Во мгле смутно вырисовывались черные пузатые кузовы и такелаж, переплетения снастей и веревочных лестниц. Все затягивала сизая мглистая дымка. Местами ее прорезывал красный фонарь.
Ничего этого Гуинплен не замечал. Он созерцал собственную судьбу.
Он был погружен в раздумье, этот мечтатель, растерявшийся перед лицом неумолимой действительности. Ему чудилось, будто он слышит позади себя какой-то грохот, словно гул землетрясения. Это был хохот лордов.
Он только что бежал от этого хохота. Бежал, получив пощечину.
От кого? – От родного брата.
И, убежав от этого хохота, оглушенный пощечиной, спеша укрыться в своем гнезде, словно раненая птица, спасаясь от ненависти и надеясь встретить любовь, что встретил он?
Мрак.
Ни души.
Все исчезло.
Он сравнивал этот мрак со своими мечтами.
Все, все рухнуло!
Гуинплен подошел к самому краю зловещей пропасти, к зияющей пустоте.
«Зеленый ящик» исчез, и это было гибелью Вселенной.
Над ним как бы захлопнулась крышка гроба.
Он размышлял.
Что с ними могло произойти? Где они? Очевидно, их всех куда-то убрали. Тем же самым ударом, каким она вознесла его на высоту, судьба уничтожила его близких. Было ясно, что он их больше никогда не увидит. Для этого приняли необходимые меры. Сразу удалили всех до одного обитателей ярмарочной площади, начиная с Никлса и Говикема, чтобы он нигде не мог получить никаких сведений. Их смели беспощадной рукой. Та же грозная общественная сила, жертвой которой он стал в палате лордов, уничтожила Урсуса и Дею в их убогом жилище.

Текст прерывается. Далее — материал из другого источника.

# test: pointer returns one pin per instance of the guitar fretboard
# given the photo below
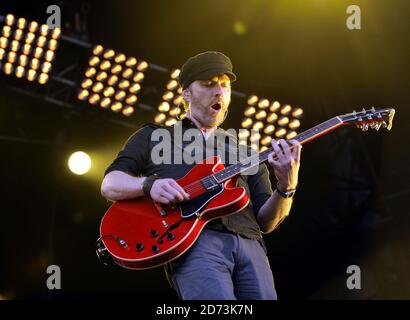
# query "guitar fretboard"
(234, 170)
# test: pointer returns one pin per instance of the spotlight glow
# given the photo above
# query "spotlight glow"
(79, 163)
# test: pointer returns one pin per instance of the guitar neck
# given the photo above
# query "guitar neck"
(251, 162)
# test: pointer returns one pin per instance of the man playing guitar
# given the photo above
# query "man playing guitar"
(228, 260)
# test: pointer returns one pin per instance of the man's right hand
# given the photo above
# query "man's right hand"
(167, 191)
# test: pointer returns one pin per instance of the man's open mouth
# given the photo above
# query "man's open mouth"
(216, 106)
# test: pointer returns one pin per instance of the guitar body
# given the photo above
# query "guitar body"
(141, 234)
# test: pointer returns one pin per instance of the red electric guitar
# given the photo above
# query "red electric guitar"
(141, 234)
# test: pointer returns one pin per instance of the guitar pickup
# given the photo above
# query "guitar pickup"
(160, 209)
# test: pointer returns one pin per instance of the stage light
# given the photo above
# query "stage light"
(94, 98)
(8, 68)
(262, 116)
(79, 163)
(28, 47)
(83, 94)
(258, 125)
(135, 88)
(168, 95)
(283, 121)
(252, 100)
(116, 106)
(127, 111)
(280, 133)
(118, 78)
(269, 129)
(263, 104)
(274, 106)
(31, 75)
(286, 109)
(10, 19)
(33, 27)
(170, 121)
(105, 103)
(250, 111)
(23, 60)
(170, 109)
(266, 140)
(291, 135)
(160, 118)
(3, 42)
(246, 123)
(294, 124)
(297, 113)
(19, 71)
(272, 118)
(164, 107)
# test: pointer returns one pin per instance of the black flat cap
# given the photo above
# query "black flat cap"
(204, 66)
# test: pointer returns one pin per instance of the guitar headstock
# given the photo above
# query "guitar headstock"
(371, 118)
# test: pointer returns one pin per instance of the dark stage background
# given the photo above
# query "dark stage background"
(352, 204)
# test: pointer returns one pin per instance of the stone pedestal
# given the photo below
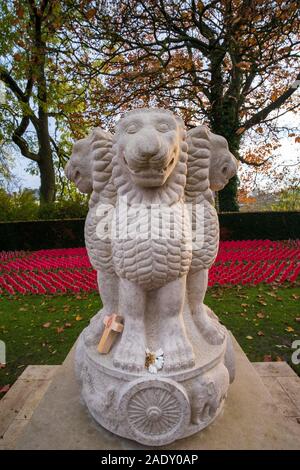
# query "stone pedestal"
(249, 419)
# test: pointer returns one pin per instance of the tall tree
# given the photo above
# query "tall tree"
(231, 63)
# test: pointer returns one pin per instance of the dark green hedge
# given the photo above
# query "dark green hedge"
(41, 234)
(68, 233)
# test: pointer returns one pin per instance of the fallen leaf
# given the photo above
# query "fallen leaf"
(289, 329)
(267, 358)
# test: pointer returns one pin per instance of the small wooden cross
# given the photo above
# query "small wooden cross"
(113, 326)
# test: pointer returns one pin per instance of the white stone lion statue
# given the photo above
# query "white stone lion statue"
(150, 162)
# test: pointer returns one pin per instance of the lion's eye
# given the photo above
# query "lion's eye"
(163, 127)
(132, 129)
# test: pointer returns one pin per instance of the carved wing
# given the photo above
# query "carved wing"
(205, 223)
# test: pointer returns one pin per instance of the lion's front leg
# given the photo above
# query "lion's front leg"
(205, 320)
(130, 352)
(172, 335)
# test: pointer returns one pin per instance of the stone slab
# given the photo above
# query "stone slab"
(250, 419)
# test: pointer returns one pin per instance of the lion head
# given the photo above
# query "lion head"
(148, 144)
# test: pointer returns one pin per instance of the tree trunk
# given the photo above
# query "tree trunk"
(228, 196)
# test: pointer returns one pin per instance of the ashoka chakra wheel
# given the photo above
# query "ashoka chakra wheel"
(157, 411)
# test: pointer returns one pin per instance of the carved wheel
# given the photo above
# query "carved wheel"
(156, 411)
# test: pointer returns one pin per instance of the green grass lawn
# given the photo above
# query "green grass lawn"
(42, 329)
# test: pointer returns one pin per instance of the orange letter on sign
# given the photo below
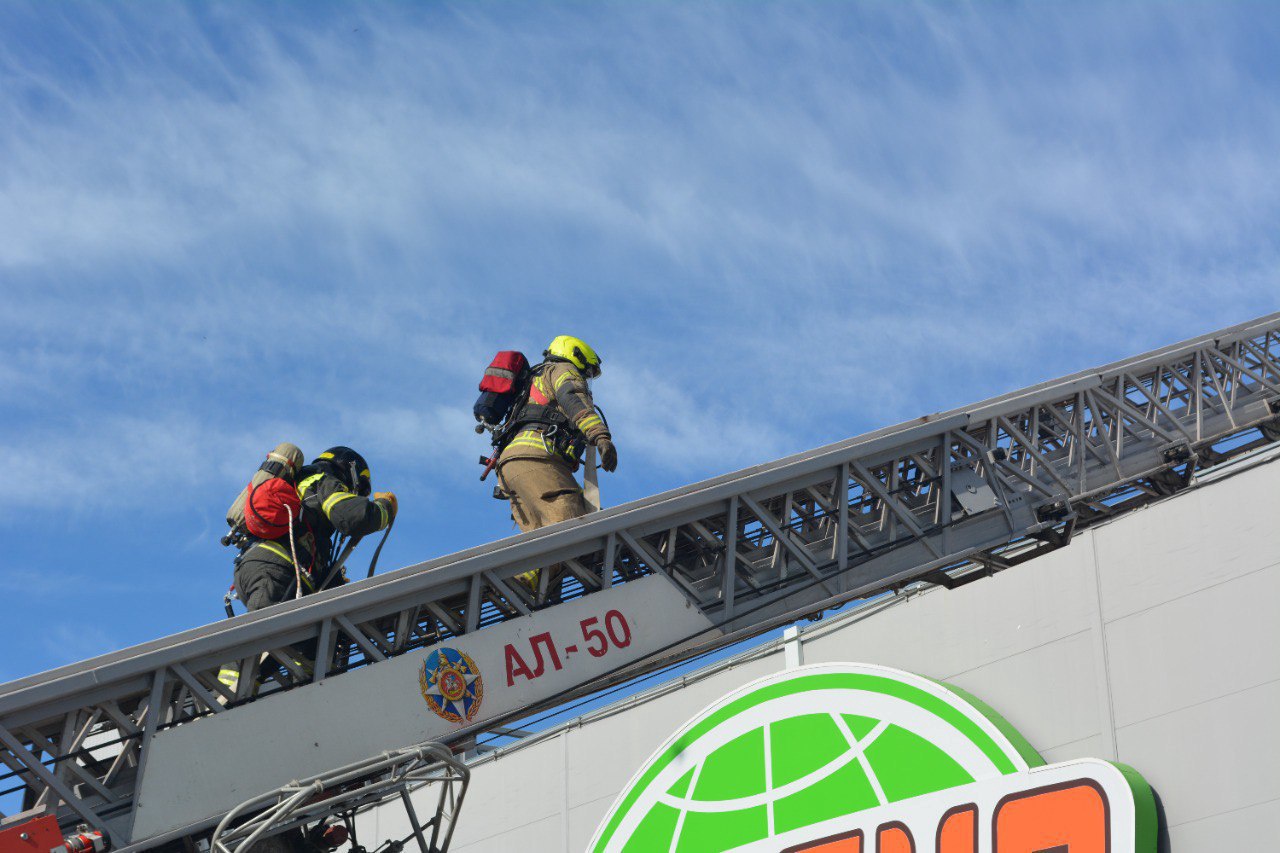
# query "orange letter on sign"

Они погибли. Дея погибла. Во всяком случае, для него. Навсегда. О силы небесные, где она? И его не было рядом, и он не защитил ее!
Строить догадки об отсутствующих, которых любишь, значит подвергать себя пытке. И Гуинплен переживал эту пытку. Куда бы ни устремлялась его мысль, какие бы предположения ни приходили ему на ум, все причиняло ему жестокую внутреннюю боль, и он глухо стонал.
В вихре проносившихся в его голове мучительных мыслей у него возникло внезапно воспоминание о том, несомненно роковом, человеке, который назывался Баркильфедро. Это он оставил в его мозгу те неясные слова, которые загорались теперь в его памяти, как будто были начертаны огнем. Он чувствовал, как пылают они в его мозгу – эти, прежде загадочные, теперь ставшие понятными слова:
«Судьба никогда не отворяет одной двери, не захлопнув прежде другой».
Все было кончено. Последние тени сгустились над ним.
В жизни каждого человека бывают минуты, когда для него как будто бы рушится мир. Это называется отчаянием. Душа в этот час полна падающих звезд.